The summer and fall of 1983 were dominated by a rapid-fire series of events that underscored increasingly icy relations between the United States and the Soviet Union. The vehemence of anti-American feelings in the Middle East also became clear.
On Sept. 1, 1983, Soviet troops shot down a civilian South Korean jet en route from New York to Seoul after it strayed into Soviet airspace over the East Sea/Sea of Japan, killing 269 passengers, 61 of them Americans, including Rep. Larry McDonald, a conservative Georgia Democrat.

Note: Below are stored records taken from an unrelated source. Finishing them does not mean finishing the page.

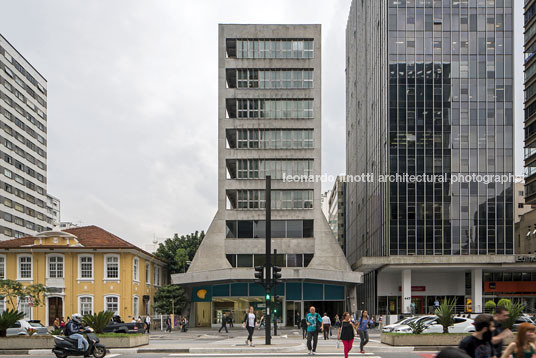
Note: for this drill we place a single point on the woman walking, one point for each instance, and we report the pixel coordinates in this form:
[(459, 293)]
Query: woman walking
[(364, 324), (250, 322), (523, 347), (346, 333)]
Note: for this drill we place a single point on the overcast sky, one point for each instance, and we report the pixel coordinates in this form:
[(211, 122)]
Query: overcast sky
[(132, 102)]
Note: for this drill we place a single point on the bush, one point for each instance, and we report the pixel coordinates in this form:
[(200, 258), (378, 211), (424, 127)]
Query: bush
[(98, 321), (445, 312), (8, 319), (490, 306), (417, 326)]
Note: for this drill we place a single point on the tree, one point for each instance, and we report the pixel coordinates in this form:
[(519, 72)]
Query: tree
[(179, 250), (13, 291), (164, 297), (445, 313)]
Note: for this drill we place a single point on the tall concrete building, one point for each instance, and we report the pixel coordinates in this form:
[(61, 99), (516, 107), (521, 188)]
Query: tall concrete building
[(269, 122), (530, 101), (23, 148), (429, 91)]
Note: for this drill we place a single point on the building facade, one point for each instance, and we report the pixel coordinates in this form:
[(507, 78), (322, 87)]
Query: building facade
[(429, 94), (269, 124), (54, 210), (336, 211), (86, 270), (530, 101), (23, 149)]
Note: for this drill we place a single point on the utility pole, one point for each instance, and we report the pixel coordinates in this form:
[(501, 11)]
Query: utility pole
[(268, 265)]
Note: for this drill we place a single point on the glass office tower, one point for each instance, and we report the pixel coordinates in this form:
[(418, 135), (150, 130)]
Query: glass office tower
[(430, 91)]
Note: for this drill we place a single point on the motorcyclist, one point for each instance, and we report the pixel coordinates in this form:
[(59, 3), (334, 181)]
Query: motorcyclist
[(73, 329)]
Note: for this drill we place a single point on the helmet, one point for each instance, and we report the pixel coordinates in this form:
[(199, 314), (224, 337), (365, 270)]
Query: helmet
[(77, 318)]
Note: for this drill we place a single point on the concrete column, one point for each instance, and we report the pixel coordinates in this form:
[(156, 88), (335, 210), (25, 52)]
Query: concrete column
[(406, 291), (476, 291)]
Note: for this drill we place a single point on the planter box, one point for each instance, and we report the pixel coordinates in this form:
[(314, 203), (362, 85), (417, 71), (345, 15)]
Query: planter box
[(422, 340), (47, 342)]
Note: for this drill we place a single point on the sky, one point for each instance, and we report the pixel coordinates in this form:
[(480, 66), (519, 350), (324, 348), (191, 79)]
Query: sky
[(132, 102)]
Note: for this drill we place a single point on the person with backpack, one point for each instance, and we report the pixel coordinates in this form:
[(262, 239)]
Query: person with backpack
[(314, 325), (250, 322), (346, 333), (363, 325)]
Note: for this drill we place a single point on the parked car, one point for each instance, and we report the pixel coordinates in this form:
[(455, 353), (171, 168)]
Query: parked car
[(20, 328), (461, 325), (404, 328), (118, 326), (405, 320), (522, 319)]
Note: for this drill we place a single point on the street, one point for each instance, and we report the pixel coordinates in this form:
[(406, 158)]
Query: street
[(210, 344)]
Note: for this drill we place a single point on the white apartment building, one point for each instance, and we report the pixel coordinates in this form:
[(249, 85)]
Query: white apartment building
[(23, 146)]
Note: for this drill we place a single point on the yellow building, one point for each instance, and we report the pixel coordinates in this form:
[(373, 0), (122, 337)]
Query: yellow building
[(87, 270)]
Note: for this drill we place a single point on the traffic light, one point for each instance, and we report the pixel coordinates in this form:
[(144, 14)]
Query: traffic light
[(276, 275), (259, 275)]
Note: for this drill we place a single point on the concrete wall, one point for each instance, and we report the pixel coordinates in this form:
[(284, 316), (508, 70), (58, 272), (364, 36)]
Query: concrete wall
[(436, 283)]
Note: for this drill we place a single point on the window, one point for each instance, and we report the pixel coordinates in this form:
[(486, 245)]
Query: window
[(136, 269), (55, 266), (135, 306), (2, 269), (24, 307), (25, 268), (85, 305), (111, 303), (112, 266), (85, 267)]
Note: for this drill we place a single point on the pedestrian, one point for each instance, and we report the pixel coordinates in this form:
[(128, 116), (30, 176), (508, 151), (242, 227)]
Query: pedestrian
[(304, 327), (250, 322), (148, 324), (478, 344), (380, 321), (346, 333), (223, 323), (363, 325), (168, 324), (56, 323), (523, 347), (314, 325), (500, 333), (326, 324)]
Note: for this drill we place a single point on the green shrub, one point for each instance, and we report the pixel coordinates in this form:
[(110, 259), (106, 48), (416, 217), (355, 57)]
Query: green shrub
[(515, 311), (8, 319), (490, 306), (417, 326), (98, 321), (445, 314), (504, 302)]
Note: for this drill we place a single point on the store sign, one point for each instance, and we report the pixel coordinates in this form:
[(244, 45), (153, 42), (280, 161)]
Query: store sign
[(526, 258)]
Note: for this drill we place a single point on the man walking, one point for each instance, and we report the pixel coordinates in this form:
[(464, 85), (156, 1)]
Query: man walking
[(314, 325), (223, 323), (478, 345), (500, 333), (326, 324)]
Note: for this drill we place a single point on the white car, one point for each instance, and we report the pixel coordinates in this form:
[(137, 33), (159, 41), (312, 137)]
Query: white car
[(404, 328), (461, 325), (389, 328)]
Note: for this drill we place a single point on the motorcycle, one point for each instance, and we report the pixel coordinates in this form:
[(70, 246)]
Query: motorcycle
[(65, 346)]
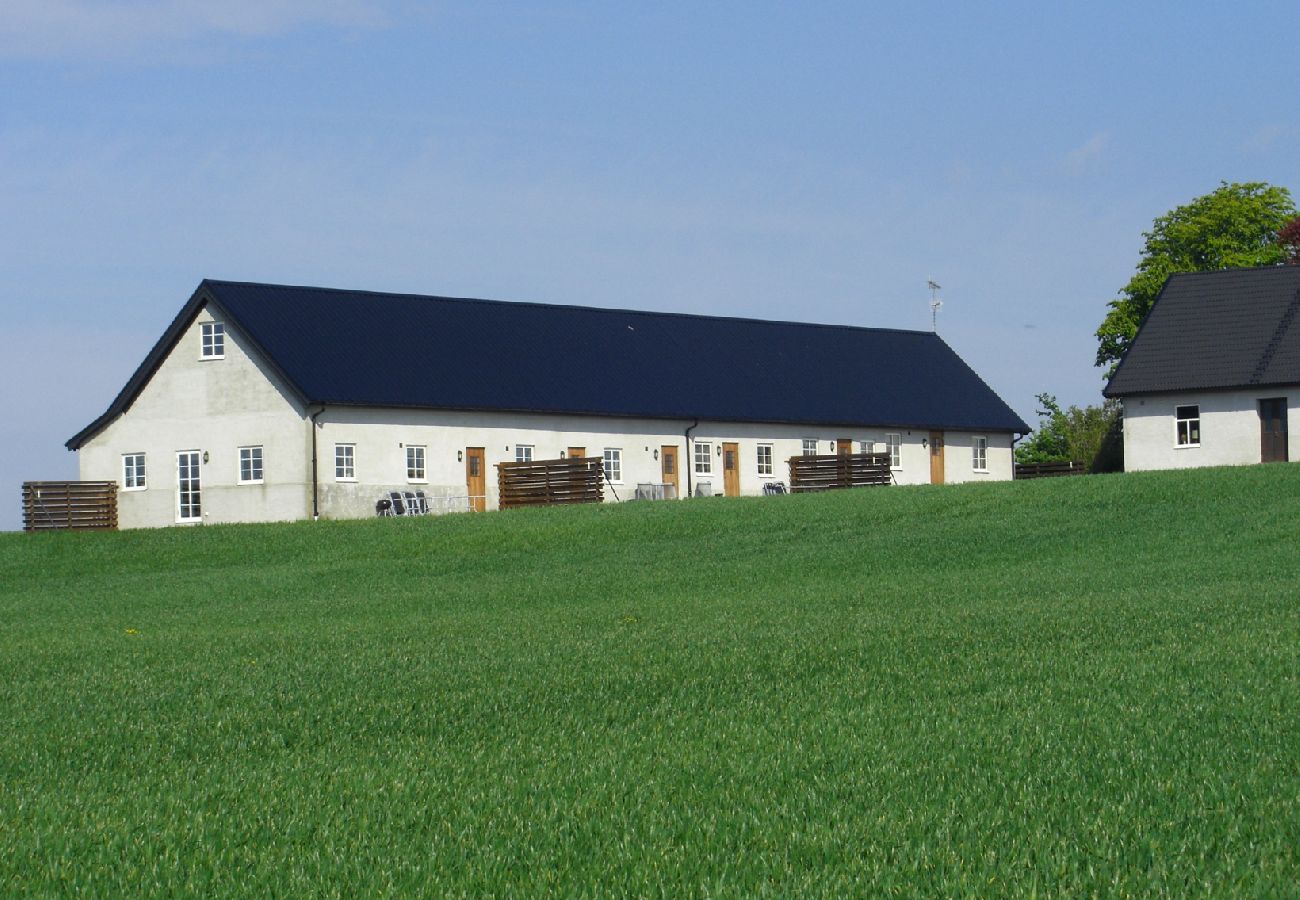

Mr. Reagan called the incident a “barbaric act,” but refused to satisfy the demands of supporters who called for retaliation.
“It would be easy to think in terms of vengeance, but that is not a proper response,” he said. “We want justice and action to see that this never happens again.”
On Oct. 23 in Beirut, terrorists on a suicide mission drove an explosive-laden truck into a U.S. Marines barracks, killing 241 servicemen who were part of a multinational peacekeeping force.
Mr. Reagan accepted the blame, but again his policy was one of restraint.
He never was able to reinitiate peace talks in the Middle East, where continuing violence was brought home to Americans in the form of terrorism, which haunted the Reagan presidency from its onset.
“Let terrorists be aware that when the rules of international behavior are violated, our policy will be one of swift and effective retribution,” Mr. Reagan said a week after taking office in 1981, welcoming home the 52 American hostages held captive for 444 days in Iran.
But as more American civilians fell victim to brutal hijackings and other terrorist attacks, Mr. Reagan expressed growing frustration over his inability to strike back without harming bystanders.
After a series of incidents in 1985, the president hinted that retaliation was imminent, warning terrorists, “You can run, but you can’t hide.”
Singling out Libyan strongman Moammar Gadhafi as a kingpin, the president on April 15, 1986, ordered air strikes on five terrorist-linked targets in Libya.
Foreign policy also was the origin of the administration’s biggest scandal, a complex affair that became known as Iran-Contra.
Seeking the release of Americans held hostage by terrorists in Lebanon, Mr. Reagan in 1985 approved a scheme to sell missiles and other weapons to Iran, in return for which Iran intervened to secure release of the hostages.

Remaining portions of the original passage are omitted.